This article first appeared in Les Echos
ALLISTE - The so-called "Giant of Alliste" suddenly appears at the bend of a path. This imposing olive tree is 32-feet-high with a base of twisted trunks measuring 25 feet in circumference. It is said to be 1,500 years old.
Its shadow appears like a sleeping pachyderm, cast onto the Italian brown earth. But at the top of the tree, several branches appear stunted and desiccated, and have lost their colors. "Have you heard the news?" a local police officer Francesco Manfreda mutters. "The Giant is dying."
It is not alone. Some researchers estimate that as many as one million olive trees in the province of Lecce, in the southeastern region of Puglia, are affected by the same potentially lethal bacterium, Xylella. The disease striking the "green gold" goes beyond southern Italy, affecting regions around the country, as well as some other parts of Europe.
"It is feared that this disease is an epidemic if not a pandemic," Donato Boscia says, pointing at a map of infected zones at the National Research Council's headquarters in the regional capital of Bari.
Boscia is the man who identified the bacterium in 2013. "There is no treatment for trees to recover from this bacterial outbreak unlike the disease known as olive tree leprosy," he explains.
Only prevention measures remain to avoid the disease from quickly spreading all over the country. "From now on cutting trees down has become useless around Lecce considering that the infected zone is huge," the CNR lab boss explains.
So far,18 species have been at least temporarily contaminated, including the oleander, the rosemary, the asparagus and 312 other stumps and subspecies liable to be infected. But olive trees, also known as kings of Puglia, are the most seriously hit, given that they cover areas across 55% of the region.
"An environmental disaster"
The road winds through devastated fields between Gallipoli and Taviano, the nearby town where nearly half the houses are for sale because of the economic crisis. Olive trees are turned into stunted stumps and stand like skeletons as if they had been struck by invisible lightning.
Sandro Portaccio, a former advisor to Italy's minister of agriculture, says the situation is grim, and in large part can be blamed on the nature of the European Union's CAP (Common Agricultural Policy), through which farmers receive a subsidy without being encouraged to take care of the land.
"We are facing a real environmental disaster," he says. "Europe can't do anything about it. The disease is bound to reach Tuscany soon."
The impact of this outbreak on the local economy risks being enormous in an area known for its single-crop farming, where each family owns an average of just 50 olive trees.
According to Donato Boscia, the Xylella disease has already struck twice in other places in the past. In California, vineyards were devastated for decades by a similar bacterium around South Bay in Los Angeles. The outbreak essentially ended what had been a long-established wine-growing industry. More recently the same kind of bacterium (named Pauca) has been contaminating citrus fruits in Brazil.
No cut, no luck
Cutting infected trees down faces many obstacles even if the European Parliament requires it. "If your grandfather is suffering from a tumor, you will not cut his head off. At worst he will end up in a different room!" Pantaleo Piccinno protests.
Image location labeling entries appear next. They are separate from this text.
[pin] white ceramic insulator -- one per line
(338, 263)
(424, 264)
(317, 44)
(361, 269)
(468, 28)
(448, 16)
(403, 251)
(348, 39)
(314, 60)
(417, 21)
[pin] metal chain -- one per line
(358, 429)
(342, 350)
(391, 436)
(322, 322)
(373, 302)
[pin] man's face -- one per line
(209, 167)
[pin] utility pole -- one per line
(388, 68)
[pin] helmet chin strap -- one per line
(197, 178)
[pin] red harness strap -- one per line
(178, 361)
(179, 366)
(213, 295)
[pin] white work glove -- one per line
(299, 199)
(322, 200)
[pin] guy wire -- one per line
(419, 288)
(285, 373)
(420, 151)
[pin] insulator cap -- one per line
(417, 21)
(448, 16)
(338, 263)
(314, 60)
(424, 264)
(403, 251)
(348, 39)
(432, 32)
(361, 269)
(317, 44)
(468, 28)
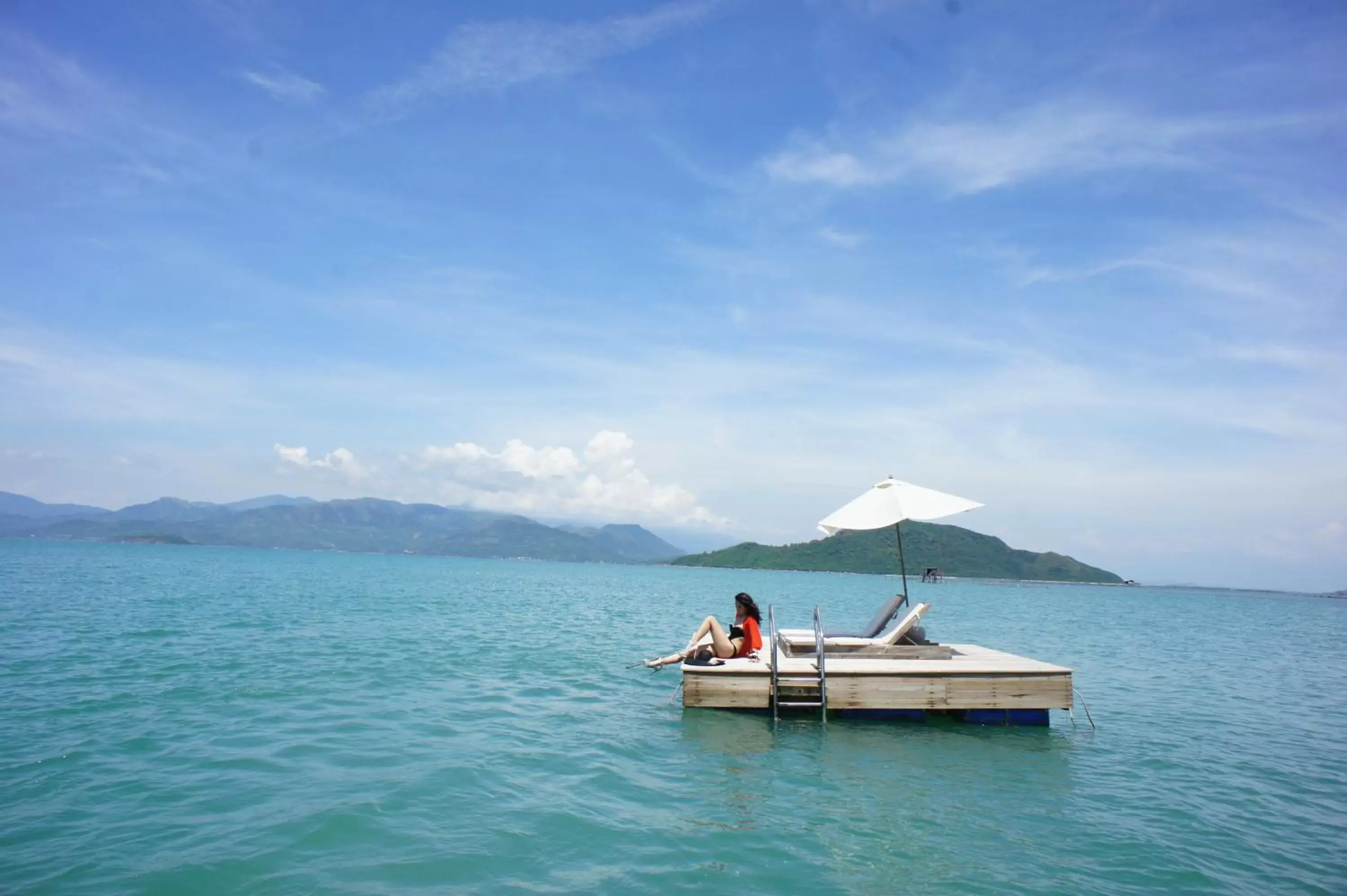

He is the president of the provincial federation of Coldiretti (an association of agricultural producers) and owner of a large farm in the north of Lecce which has for now been spared by the outbreak.
Environmental organizations are standing up against measures for eradication and pesticide treatment advocated by Brussels. In mid-April, environmentalists tried to oppose the felling of olive trees in the town of Oria, which is one of the most sensitive areas close to the buffer zone imposed by the European Commission.
As a precaution, Brussels ordered the elimination of every plant within a 100-meter radius of the contaminated trees. But some 20 nearly bankrupt nursery owners made an appeal last May to the local administrative court that blocked the implementation of the eradication program developed by special commissioner for the Xylella emergency Giuseppe Silletti.
"The European Union should come back down to earth. Eradication is a complex operation," Piccinno protests.
Giuseppe Silletti blames the EU as one of the main parties responsible for this catastrophe. "There should have been a better European system for supervising the importing of plant species," he says.
Silletti takes the example of coffee plants that had been contaminated by Xylella before being intercepted in the Rungis market in Paris last April. In charge of directing measures for eradication and the use of insecticides, Silletti's room for maneuver is extremely limited because of constant appeals and protests, and he will have to review his original plan in accordance with the new European decision adopted at the beginning of May.